No method of transmission or storage is completely secure, but we work to protect your data and to review our security regularly. If a personal-data breach occurs that is likely to cause you significant harm, we will notify the competent authority and affected individuals as required by the PDPL (within 72 hours to the regulator and 24 hours to affected individuals where the law requires).


13. Your privacy rights

Subject to the law that applies to you, you have the right to:

  • Access the personal data we hold about you and obtain a copy;
  • Correct data that is inaccurate, incomplete, or out of date;
  • Delete your personal data ("right to be forgotten"), subject to records we must keep by law;
  • Withdraw consent at any time, where we relied on your consent;
  • Object to or restrict certain processing, including direct marketing;
  • Port your data to another provider in a structured, machine-readable format; and
  • Withdraw from marketing at any time.

We will not discriminate against you for exercising these rights.


14. How to exercise your rights

To exercise any of the rights above, email contact@alomarjewelry.com with "Privacy" in the subject line, or contact us through the details in Section 17.

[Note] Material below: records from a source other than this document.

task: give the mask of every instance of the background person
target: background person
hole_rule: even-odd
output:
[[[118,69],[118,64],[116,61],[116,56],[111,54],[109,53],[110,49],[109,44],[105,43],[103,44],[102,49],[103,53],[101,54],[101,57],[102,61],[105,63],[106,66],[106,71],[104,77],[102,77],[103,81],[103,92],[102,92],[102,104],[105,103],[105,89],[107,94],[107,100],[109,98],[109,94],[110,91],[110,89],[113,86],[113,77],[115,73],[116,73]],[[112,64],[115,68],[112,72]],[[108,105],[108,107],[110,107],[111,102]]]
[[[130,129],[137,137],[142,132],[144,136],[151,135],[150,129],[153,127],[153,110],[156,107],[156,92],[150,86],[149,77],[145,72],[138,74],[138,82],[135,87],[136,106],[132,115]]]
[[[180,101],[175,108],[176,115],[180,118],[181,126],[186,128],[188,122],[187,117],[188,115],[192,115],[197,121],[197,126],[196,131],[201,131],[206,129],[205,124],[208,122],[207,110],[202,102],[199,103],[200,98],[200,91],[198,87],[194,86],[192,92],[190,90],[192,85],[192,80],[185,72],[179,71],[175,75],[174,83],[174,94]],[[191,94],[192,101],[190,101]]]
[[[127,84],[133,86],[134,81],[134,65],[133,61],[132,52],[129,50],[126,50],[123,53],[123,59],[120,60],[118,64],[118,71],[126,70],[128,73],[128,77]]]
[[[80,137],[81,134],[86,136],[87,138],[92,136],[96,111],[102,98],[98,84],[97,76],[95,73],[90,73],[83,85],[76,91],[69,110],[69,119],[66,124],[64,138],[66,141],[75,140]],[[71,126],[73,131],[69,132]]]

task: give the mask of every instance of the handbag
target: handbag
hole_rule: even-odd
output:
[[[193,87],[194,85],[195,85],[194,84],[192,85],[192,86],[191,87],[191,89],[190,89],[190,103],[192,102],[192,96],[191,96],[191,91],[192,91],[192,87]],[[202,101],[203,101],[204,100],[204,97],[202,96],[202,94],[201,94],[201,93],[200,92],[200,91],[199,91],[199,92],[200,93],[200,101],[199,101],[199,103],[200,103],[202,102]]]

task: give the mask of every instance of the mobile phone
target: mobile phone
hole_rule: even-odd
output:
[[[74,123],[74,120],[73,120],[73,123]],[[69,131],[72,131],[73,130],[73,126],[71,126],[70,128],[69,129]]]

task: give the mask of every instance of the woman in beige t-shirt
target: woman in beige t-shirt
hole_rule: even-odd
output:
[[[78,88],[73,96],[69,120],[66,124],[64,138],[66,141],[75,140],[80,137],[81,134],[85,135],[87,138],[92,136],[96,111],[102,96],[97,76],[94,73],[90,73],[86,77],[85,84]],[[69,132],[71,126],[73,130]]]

  • We may need to verify your identity before acting on your request, using information we already hold.
  • We will respond within the time required by the law that applies to you — generally 30 days (PDPL/GDPR) or 45 days (California), and we will tell you if we need more time.
  • You can delete your account and personal data yourself at any time — in the Alomar app (Account → Delete account) or on our website at alomarjewelry.com/account/delete. We also handle access, correction, and deletion requests manually if you email us.

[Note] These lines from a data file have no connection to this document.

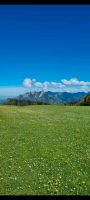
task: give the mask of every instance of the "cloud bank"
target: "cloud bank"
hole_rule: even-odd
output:
[[[90,82],[79,81],[77,78],[62,79],[60,82],[39,82],[36,79],[25,78],[22,86],[0,86],[0,98],[3,96],[15,97],[30,91],[52,92],[90,92]]]
[[[71,78],[70,80],[62,79],[60,82],[37,82],[36,79],[25,78],[23,86],[29,88],[31,91],[44,90],[44,91],[56,91],[56,92],[88,92],[90,91],[90,82],[79,81],[77,78]]]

If you are not satisfied with our response, you may lodge a complaint with the Personal Data Protection Directorate at Jordan's Ministry of Digital Economy and Entrepreneurship, or with your local data-protection authority.

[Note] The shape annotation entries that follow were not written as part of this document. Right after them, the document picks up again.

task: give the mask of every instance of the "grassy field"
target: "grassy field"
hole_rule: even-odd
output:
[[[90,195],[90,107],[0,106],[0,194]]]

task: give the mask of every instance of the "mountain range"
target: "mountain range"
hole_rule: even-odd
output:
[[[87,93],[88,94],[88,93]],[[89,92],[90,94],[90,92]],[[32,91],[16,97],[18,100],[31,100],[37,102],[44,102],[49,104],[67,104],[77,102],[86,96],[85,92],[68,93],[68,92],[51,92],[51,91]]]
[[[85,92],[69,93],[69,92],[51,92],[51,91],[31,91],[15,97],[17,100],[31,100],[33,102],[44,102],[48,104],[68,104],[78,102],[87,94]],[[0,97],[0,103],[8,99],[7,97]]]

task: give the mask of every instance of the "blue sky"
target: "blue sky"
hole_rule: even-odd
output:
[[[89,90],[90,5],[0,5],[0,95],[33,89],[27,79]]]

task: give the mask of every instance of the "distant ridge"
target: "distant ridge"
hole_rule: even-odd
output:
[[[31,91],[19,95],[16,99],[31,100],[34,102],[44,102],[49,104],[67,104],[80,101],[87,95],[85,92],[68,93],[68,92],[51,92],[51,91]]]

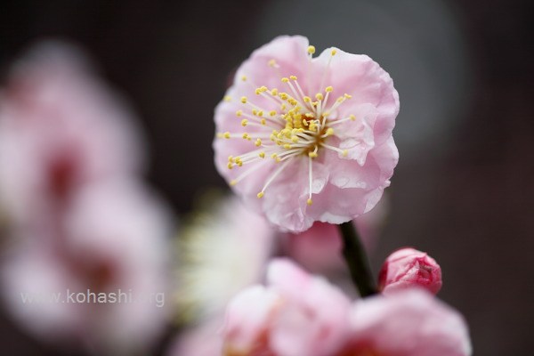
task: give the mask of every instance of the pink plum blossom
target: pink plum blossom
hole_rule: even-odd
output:
[[[390,76],[366,55],[314,53],[298,36],[257,49],[214,114],[219,173],[247,204],[292,232],[368,212],[399,158]]]
[[[348,298],[286,259],[271,263],[267,284],[245,289],[230,303],[223,354],[333,354],[348,330]]]
[[[471,342],[457,311],[420,289],[354,303],[351,336],[336,356],[468,356]]]
[[[384,294],[419,287],[437,294],[441,288],[441,268],[424,252],[400,248],[390,255],[378,275],[378,288]]]
[[[79,186],[141,170],[131,110],[74,48],[41,44],[0,90],[0,210],[47,223]],[[44,222],[43,222],[44,221]]]

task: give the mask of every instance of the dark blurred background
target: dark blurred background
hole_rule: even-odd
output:
[[[8,1],[0,73],[36,41],[72,41],[132,101],[149,180],[185,214],[209,186],[213,110],[230,73],[278,35],[366,53],[400,96],[400,164],[375,271],[400,246],[441,263],[440,297],[467,319],[475,354],[531,354],[534,91],[530,1]],[[0,350],[63,354],[0,312]],[[6,354],[7,354],[6,353]]]

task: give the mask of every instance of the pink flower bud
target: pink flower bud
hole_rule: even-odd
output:
[[[441,288],[441,268],[424,252],[400,248],[385,259],[378,275],[383,294],[412,287],[424,287],[433,294]]]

15. Region-specific rights

European Economic Area / United Kingdom (GDPR / UK GDPR). Where the GDPR applies, our legal bases are set out in Section 3; you have the rights in Section 13, including the right to lodge a complaint with your local supervisory authority and the right to data portability. International transfers are addressed in Section 9.

California (CCPA/CPRA). If you are a California resident, you have the right to know the personal information we collect and how we use and disclose it, the right to delete it, the right to correct it, and the right to opt out of "sale" or "sharing" of personal information. We do not sell your personal information. Our use of advertising tools (Section 7) may be considered "sharing" for targeted advertising under California law; you can opt out through your cookie choices and browser/device controls. We will not discriminate against you for exercising your rights.


16. Third-party links and services

Our website and app may link to third-party sites and services (for example WhatsApp, our payment provider, and our social-media profiles). We are not responsible for their privacy practices. Please review their privacy policies before providing personal data.


17. Changes to this policy

We may update this policy from time to time. When we make material changes, we will update the "Last updated" date above and, where appropriate, notify you through our website or app. Please review it periodically.


18. Contact us

If you have any questions about this policy or how we handle your personal data, contact us:

Alomar Jewellry — مجوهرات العمر Email: contact@alomarjewelry.com (subject line: "Privacy") WhatsApp +962 78 807 0777 · +962 2 724 5012 · Operating across Jordan

You may also contact Jordan's Personal Data Protection Directorate (Ministry of Digital Economy and Entrepreneurship) if you wish to raise a concern about how your personal data is handled.